In an age of economic uncertainty amidst debate on international trade, the global economy, and relative values of currency, there is a certain desire for freedom from the grand scheme, for business that is separate from the rest of the world. Of all the businesses in my life today, there is one that consistently strikes me as being particularly practical and enduring: the barbershop.
For as long as humans have walked the earth, hair has been growing on their heads. For as long as hair has been growing on their heads, humans have wished it was shorter. For as long as humans have wished it was shorter, there has been a need for barbers.
Today I walked to Rinaldo’s Barbershop, my preferred hair-cutting establishment in State College, PA. My entrance was greeted by a row of barber chairs, some holding people. On most visits, the first task is to walk to the back and take a number of the dispenser, the same sort that is found at supermarket delis. I remember loving those numbers as a child; I enjoyed their non-rectangular shape as I tried to fold them into perfect squares. But today the clientele was light, and so I was seated immediately, numberless.
Thus began the process of barbering. First I had to describe how I want my hair cut, “Shorter, but not too short, but certainly not long. Not a buzz, I don’t like that, but I also don’t want to have to come back for a few months.” The barber seemed to understand. It’s always a question in my mind, “Does he understand what I mean? This is a trained professional. I will trust him with my hair.”
With a clip-clip here, and buzz and a snip there, my hair began to fall away, casting itself on the floor. From there grew the obligatory conversation, halted periodically when scissors by my eyes inclined me to remain silent, lest the movement of my mouth cause the barber into error. Today I learned my barber has been at his work for eleven years, having gone to barber school just out of high school. We chatted briefly about the weather, with today’s much-needed rain.

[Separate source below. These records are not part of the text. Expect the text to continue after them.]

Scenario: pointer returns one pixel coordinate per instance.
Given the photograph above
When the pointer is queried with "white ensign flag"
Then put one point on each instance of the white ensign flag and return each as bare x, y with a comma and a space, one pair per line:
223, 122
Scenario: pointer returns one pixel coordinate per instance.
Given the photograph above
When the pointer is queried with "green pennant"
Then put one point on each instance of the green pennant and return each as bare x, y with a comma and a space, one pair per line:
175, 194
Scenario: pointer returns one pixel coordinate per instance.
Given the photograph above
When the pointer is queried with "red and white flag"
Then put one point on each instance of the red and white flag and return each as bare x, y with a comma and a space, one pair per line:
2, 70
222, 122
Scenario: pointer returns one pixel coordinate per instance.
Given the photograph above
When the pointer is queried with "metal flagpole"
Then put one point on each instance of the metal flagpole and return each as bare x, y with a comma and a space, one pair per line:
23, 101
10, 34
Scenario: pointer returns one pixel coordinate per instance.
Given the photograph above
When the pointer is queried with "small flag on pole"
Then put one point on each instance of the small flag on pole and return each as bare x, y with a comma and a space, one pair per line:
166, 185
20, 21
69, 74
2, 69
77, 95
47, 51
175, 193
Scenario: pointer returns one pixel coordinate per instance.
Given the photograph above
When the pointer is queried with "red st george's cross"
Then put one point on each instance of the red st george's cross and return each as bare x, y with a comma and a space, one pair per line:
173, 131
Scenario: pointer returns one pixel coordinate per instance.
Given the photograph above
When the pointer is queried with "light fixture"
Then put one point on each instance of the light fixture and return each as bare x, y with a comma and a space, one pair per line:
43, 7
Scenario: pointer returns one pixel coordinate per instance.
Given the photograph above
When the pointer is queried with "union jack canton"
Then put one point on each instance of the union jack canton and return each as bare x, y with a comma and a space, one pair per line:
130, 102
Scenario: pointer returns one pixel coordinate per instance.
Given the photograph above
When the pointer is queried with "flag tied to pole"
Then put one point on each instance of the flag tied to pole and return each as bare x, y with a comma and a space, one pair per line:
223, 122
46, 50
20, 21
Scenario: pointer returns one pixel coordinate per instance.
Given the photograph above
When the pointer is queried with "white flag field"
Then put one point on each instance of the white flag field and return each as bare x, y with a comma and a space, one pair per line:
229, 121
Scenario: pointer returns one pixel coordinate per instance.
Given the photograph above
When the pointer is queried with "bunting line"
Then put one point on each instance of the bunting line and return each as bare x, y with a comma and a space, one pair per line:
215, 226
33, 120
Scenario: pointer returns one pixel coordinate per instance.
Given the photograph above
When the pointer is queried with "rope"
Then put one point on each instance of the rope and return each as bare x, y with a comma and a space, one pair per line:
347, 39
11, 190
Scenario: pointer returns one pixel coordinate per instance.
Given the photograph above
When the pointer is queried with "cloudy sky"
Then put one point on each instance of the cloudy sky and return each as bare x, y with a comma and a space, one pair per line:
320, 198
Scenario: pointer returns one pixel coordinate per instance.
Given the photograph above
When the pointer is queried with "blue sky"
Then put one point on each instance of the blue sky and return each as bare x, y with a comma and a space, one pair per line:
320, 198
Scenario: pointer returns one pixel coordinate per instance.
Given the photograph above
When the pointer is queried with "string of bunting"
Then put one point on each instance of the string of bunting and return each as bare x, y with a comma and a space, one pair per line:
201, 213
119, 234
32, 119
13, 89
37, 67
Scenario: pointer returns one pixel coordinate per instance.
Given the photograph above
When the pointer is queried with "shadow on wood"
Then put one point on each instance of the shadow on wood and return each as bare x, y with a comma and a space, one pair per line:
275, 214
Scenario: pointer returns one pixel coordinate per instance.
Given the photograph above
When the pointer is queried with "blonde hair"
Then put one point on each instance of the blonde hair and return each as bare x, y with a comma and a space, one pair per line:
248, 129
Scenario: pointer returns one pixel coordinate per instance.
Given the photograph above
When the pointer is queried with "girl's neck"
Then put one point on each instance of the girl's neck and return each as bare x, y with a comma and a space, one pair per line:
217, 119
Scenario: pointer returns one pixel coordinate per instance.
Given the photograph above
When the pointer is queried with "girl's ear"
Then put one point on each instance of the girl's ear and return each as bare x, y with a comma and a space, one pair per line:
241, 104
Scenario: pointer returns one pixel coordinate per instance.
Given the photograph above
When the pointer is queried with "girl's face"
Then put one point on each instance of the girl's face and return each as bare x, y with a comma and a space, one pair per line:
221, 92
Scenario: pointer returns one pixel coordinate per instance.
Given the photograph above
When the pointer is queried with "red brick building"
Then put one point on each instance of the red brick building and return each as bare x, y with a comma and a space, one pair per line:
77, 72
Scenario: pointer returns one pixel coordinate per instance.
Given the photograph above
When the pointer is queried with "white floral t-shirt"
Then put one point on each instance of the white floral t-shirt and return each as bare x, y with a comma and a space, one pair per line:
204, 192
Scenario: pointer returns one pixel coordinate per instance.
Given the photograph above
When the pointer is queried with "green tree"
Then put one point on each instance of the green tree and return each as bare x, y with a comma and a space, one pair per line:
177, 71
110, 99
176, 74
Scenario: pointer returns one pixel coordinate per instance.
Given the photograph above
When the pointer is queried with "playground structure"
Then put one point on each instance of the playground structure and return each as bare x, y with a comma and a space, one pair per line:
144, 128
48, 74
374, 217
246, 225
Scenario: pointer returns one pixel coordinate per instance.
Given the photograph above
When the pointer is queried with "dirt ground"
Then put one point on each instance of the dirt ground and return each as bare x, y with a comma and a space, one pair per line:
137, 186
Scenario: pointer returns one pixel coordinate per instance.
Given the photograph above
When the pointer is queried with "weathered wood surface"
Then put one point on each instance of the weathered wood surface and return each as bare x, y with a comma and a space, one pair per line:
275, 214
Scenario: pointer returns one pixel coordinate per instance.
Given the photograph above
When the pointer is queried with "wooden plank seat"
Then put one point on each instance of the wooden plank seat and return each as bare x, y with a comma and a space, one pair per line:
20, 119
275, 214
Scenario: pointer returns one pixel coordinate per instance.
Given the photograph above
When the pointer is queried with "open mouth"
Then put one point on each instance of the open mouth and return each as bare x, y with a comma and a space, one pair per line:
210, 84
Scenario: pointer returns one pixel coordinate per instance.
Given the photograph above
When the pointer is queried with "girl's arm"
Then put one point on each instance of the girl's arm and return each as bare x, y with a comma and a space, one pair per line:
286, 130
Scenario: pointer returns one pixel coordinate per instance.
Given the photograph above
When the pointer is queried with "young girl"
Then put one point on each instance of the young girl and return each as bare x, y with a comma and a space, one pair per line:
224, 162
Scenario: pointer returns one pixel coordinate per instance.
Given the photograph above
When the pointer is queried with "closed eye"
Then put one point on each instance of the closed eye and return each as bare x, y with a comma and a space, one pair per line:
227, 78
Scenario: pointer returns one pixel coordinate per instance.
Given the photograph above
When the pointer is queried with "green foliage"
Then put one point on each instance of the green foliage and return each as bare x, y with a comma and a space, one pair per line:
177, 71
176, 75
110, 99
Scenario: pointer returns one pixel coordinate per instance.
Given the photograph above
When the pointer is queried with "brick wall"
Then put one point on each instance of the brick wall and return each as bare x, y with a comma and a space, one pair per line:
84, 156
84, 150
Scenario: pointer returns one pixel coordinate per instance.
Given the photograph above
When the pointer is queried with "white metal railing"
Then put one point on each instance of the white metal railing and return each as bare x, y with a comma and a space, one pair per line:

But soon my hair lessened in length, and our conversation dwindled with it.
I love getting my hair cut. Letting gentle, skillful fingers run through my hair is one of my favorite feelings in the world. And the outcome of hair cutting is a new approach to the world, and hopefully a better appearance.
But the absolute best thing about visiting the barbershop, at least Rinaldo’s, is the neck shave at the end. After stray hair is vacuumed and brushed away, wonderful hot lather was lathered on my neck. A straight razor caressed my skin as it cut through the hair. And then a cool lather replaced the hot, and my pleasure was complete.

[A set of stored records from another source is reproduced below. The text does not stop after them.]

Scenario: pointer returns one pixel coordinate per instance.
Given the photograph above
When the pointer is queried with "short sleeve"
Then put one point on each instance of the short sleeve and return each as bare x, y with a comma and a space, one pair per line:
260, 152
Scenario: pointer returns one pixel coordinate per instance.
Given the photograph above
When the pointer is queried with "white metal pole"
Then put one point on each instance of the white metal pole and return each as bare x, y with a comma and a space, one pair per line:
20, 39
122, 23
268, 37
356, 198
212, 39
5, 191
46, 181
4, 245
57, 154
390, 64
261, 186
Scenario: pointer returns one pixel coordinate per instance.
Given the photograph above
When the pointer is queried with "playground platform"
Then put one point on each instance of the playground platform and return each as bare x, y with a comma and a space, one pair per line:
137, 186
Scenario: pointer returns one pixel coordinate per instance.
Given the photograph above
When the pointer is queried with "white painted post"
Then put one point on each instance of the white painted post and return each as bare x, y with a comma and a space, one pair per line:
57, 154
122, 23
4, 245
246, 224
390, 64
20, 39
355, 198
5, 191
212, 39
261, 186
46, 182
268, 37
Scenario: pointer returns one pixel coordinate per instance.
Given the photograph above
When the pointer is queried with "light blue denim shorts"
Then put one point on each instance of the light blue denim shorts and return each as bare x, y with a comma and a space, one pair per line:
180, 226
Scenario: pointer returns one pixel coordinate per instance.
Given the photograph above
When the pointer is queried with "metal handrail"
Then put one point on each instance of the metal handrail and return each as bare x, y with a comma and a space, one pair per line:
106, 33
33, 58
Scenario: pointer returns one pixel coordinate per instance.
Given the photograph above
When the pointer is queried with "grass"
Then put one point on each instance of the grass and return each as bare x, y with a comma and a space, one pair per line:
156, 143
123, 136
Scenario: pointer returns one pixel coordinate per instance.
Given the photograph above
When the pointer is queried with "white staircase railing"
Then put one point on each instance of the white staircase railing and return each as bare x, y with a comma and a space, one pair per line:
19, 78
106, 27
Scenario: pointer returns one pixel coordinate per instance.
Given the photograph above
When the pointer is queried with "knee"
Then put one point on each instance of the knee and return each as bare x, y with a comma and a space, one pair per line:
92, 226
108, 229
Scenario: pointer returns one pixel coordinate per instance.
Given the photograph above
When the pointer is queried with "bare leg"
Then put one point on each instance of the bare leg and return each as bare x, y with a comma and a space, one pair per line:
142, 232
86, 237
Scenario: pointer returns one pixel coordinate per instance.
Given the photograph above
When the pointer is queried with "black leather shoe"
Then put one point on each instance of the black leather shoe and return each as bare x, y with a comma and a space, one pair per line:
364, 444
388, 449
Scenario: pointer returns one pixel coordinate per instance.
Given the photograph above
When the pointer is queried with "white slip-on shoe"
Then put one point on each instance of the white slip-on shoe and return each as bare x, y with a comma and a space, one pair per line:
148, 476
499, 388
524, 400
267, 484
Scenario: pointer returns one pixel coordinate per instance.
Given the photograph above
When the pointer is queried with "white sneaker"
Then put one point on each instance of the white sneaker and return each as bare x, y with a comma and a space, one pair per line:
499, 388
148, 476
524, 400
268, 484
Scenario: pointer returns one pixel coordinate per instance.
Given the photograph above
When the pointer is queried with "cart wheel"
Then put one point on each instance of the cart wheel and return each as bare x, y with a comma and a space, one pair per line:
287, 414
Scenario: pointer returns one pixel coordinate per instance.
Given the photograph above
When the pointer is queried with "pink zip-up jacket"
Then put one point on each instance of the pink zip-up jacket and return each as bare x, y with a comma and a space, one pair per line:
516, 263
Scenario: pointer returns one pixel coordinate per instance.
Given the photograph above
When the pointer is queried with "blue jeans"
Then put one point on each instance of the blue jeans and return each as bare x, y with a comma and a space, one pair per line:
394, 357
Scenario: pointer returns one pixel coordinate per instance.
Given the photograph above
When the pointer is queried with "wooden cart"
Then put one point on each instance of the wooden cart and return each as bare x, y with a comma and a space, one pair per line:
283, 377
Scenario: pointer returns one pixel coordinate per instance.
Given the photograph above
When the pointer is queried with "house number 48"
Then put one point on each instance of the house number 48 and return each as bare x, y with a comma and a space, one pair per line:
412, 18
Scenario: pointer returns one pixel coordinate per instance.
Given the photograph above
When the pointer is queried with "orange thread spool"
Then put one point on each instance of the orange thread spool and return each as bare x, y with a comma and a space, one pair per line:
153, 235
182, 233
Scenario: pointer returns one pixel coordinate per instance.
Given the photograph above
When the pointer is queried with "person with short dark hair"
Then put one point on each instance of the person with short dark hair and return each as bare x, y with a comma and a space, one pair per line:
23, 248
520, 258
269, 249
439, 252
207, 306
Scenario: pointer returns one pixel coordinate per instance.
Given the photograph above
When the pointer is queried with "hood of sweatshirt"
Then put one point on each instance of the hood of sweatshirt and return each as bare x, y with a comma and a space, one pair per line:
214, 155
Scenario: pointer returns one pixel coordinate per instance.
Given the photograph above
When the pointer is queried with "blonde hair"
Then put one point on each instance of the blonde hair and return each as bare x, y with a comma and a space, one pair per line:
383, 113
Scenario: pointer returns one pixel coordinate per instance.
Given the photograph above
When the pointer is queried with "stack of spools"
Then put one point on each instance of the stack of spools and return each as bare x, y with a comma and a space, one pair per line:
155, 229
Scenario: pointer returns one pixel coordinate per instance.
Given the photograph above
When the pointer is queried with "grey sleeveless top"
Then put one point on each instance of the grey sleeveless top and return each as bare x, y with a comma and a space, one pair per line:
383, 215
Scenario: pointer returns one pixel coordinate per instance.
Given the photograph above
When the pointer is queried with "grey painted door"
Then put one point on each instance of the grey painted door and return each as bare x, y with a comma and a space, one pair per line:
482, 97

All this experience cost $15.00, a reasonable price for a barber visit around here. Slightly cheaper, perhaps, might be a visit to a chain haircutter like SuperCuts, but those hairdressers lack the atmosphere of the classic barbershop, and they lack the close shave.

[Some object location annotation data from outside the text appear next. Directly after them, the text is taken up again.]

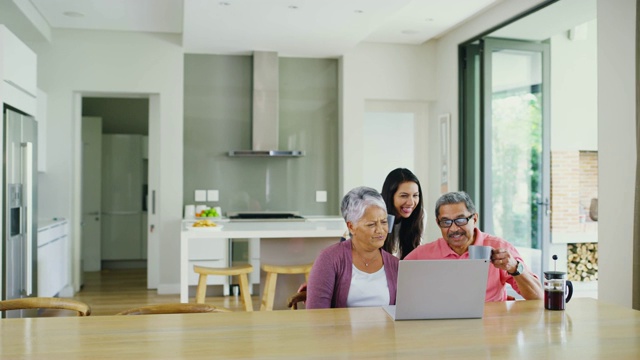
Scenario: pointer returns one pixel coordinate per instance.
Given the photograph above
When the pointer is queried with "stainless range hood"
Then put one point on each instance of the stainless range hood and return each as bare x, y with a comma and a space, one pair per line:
264, 130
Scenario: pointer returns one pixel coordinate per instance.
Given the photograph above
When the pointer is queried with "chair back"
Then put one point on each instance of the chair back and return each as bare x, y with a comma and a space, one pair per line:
46, 303
300, 296
172, 308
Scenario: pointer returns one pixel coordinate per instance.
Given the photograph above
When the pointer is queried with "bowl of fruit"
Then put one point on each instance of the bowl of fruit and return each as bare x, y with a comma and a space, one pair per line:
208, 213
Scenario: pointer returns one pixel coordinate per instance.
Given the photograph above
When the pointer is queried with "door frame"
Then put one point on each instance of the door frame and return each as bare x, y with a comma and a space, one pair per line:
475, 103
153, 237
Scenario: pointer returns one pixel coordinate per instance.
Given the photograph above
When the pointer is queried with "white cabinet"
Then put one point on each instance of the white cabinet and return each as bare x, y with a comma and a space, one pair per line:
53, 258
211, 253
41, 118
18, 73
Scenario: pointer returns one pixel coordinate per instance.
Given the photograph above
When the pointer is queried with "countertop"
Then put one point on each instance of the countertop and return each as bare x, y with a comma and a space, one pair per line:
46, 223
314, 226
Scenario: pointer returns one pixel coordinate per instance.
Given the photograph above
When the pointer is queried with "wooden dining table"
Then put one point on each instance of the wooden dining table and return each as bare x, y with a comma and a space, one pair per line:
587, 329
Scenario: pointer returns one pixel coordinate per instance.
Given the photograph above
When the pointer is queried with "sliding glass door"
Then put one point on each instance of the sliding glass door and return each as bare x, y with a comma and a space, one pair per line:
505, 136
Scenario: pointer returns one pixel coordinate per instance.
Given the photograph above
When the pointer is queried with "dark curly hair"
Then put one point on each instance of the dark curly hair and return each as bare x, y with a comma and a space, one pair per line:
412, 227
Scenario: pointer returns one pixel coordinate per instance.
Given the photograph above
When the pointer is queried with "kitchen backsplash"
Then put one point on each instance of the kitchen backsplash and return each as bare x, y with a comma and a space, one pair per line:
217, 111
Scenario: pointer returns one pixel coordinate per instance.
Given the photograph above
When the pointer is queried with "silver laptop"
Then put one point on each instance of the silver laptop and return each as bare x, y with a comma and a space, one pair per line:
440, 289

I once heard a young couple walking by outside, and the girl said disapprovingly to her boyfriend, “A barbershop? How old-fashioned!”
I laughed. How old-fashioned? Why do you think I’m here? How classic!
The barbershop is a remnant of days gone by, when all men worked with their hands on tasks of immediate value to those around them. It was a hub for conversation, the social interaction that our society has forgotten with its technological, me-first obsessions.
In fact, I would argue that few businesses are as enduring and necessary as these. My money goes directly to the barber: there is no fear of outsourcing. I find there good conversation, which is necessary for good health. Barbershops engage in the natural world and are inherently environmentally friendly. I wish I could go more often, and perhaps I would if money were no object; my hair continues to grow.
For as long as humans walk the earth, hair will be growing on their heads. For as long as hair grows on their heads, humans will wish it was shorter. For as long as humans wish it was shorter, there will be a need for barbers.
I am proud to be a patron of the old-fashioned, classic barbershop.